The Bishop Museum in downtown Honolulu is an eclectic window into the history, natural and otherwise, of Hawaii and the Pacific Ocean.
The museum houses 1.3 million artifacts from the cultures of the island state, while the natural-sciences collection includes more than 22 million examples of plant and animal life from the Pacific basin, Polynesia, New Guinea, and even Southeast Asia.
The museum is the legacy of Bernice Pauahi Bishop, the last of the Hawaiian royal princesses. In her will, Bishop called for a museum to "enrich and delight" the residents of Hawaii.
The centerpiece of the museum's permanent collections is the three-story Hawaiian Hall, the original stone building constructed in 1889. Each floor reflects a different dimension of the Hawaiian cosmos.
The first floor is called Kai Ākea, the world of the Hawaiian gods, legends, and beliefs and other aspects of Hawaiian life before European contact.
The second floor, Wao Kanaka, displays the importance of the land and nature in the daily lives of the Hawaiian people.
Wao Lani, the third floor, is the realm inhabited by the gods and, presumably by descent, Hawaiian royalty (ali'i) and the islands' history.
The nearby Polynesian Hall displays artifacts of other Pacific cultures, such as those in Polynesia, Micronesia, and Melanesia, including objects that open a window on rituals, daily life, warfare, religion, clothing, music, and dance.
Moving from the cultural landscape to the natural world, the Richard T. Mamiya Science Adventure Center presents interactive exhibits focused on the seismology, volcanology, entomology, botany, geology, and oceanography of Hawaii and the Pacific.
In the center, a wave-making tank produces a mini tsunami. A 26-foot recreation of the Puu ‘O’o vent on the Big Island's active Kilauea volcano belches steam and fountains of artificial lava.
If fake lava isn't enough of a thrill, Bishop Museum staffers heat cinders to 2,500 degrees in a small furnace to make laboratory lava.
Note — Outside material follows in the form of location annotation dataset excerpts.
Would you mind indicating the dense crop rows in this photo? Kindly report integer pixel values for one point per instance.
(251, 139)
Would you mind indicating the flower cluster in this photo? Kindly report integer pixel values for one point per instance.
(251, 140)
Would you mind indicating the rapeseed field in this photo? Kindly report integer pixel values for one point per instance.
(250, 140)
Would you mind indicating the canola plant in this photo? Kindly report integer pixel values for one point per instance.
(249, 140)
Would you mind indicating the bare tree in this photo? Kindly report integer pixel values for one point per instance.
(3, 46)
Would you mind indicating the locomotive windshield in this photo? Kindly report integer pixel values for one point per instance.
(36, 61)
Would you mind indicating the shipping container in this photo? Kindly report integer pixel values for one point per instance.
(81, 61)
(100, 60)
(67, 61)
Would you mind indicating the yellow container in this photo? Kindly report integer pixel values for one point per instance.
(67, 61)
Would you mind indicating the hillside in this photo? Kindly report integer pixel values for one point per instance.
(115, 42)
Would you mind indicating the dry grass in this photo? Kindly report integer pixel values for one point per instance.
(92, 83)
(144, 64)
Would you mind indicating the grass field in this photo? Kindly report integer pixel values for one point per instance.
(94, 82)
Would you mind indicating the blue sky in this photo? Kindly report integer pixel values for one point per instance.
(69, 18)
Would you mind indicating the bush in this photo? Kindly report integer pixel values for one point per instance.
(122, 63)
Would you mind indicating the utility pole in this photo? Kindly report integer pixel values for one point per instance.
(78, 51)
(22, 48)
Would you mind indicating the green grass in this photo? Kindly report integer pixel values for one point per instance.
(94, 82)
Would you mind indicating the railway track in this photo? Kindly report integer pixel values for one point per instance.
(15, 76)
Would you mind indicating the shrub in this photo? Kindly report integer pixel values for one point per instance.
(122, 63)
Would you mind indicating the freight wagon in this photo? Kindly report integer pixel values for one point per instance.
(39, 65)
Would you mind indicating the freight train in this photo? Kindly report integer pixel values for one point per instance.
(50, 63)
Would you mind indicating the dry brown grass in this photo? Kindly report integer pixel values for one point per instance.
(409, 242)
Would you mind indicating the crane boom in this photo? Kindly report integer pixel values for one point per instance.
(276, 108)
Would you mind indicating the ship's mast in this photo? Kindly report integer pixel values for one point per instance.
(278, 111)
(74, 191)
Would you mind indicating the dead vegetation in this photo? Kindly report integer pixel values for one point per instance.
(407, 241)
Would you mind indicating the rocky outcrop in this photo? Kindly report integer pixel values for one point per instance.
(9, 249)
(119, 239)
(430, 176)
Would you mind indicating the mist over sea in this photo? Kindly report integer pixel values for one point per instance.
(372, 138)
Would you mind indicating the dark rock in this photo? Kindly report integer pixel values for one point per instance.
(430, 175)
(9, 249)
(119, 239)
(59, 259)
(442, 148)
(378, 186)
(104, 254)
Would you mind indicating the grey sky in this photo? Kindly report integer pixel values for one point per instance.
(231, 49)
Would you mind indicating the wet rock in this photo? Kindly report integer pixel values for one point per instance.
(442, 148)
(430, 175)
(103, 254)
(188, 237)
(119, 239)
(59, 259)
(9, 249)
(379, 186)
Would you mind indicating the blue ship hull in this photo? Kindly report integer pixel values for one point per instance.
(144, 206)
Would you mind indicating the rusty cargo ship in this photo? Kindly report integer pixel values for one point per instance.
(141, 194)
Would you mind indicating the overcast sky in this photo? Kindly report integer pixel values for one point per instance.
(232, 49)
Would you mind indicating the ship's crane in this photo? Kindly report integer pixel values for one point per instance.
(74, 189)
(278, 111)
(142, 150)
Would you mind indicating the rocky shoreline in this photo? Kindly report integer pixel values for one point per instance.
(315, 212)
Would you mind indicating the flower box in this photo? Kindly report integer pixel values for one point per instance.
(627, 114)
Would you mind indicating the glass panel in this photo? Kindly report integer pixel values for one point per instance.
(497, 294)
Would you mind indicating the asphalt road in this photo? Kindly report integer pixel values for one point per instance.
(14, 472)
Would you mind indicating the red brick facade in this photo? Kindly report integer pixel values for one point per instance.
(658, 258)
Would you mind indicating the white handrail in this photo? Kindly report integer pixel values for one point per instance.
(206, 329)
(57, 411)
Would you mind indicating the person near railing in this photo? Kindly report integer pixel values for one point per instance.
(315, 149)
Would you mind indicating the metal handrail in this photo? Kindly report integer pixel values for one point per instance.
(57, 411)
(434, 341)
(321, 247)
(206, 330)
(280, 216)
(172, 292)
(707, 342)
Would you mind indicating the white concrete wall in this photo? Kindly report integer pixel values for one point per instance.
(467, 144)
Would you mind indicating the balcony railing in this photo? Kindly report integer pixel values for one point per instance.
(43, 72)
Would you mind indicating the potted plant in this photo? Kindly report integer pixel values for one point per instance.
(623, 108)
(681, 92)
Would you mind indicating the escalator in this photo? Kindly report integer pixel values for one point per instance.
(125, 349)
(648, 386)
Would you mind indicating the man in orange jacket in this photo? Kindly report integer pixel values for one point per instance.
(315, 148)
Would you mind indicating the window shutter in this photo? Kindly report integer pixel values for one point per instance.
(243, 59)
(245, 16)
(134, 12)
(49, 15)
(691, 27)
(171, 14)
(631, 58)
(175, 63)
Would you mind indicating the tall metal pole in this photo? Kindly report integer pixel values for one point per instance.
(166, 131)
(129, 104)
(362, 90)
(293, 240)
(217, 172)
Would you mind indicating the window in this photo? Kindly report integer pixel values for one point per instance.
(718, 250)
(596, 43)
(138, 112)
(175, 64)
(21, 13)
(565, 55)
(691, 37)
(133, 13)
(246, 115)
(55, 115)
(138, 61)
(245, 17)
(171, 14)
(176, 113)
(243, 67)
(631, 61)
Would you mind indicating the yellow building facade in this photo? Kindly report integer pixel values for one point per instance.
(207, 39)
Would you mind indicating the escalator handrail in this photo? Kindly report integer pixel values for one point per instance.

Blasts of hot air give visitors the sense of hanging over the edge of a volcano.
In addition, visitors can steer remotely operated submarines around a 32,000 gallon tank containing a mock-up of the volcanic underwater Lo'ihi seamount's hydrothermal vents. The real Lo'ihi may someday form the next island in the Hawaiian chain, if frequent earthquakes and occasional eruptions boost it the last 969 meters up to the ocean's surface.
To provide the big picture, a topographic model shows what Hawaii would look like if you pulled the plug and drained the Pacific Ocean. The entire Hawaiian Islands chain, stretching from Lo'ihi in the southeast to Kure Atoll, are just the visible tops of a large chain of mountains rising from the Pacific sea floor.
If geology pales, entomology beckons. Electron-microscope-scanned pictures of Hawaii's endemic and invasive species can be viewed on a huge video screen, while a very live termite colony works away.
During the APA annual meeting, the museum will present a special exhibition of the feathered dinosaurs from Liaoning Province, China.
The fossils discovered in Liaoning were exceptionally well preserved, permitting scientists to understand not only the structure of their feathers and wings, but also their color, as well as environmental influences that affected the lives of the dinosaurs.
This discovery has led paleontologists to re-evaluate the appearance of the ropod dinosaurs around the world.
The Liaoning fossils have also illuminated the connection between ancient dinosaurs and modern birds. Scientists now conclude that feathers first evolved as a means of warmth and display and later became specialized to enable flight.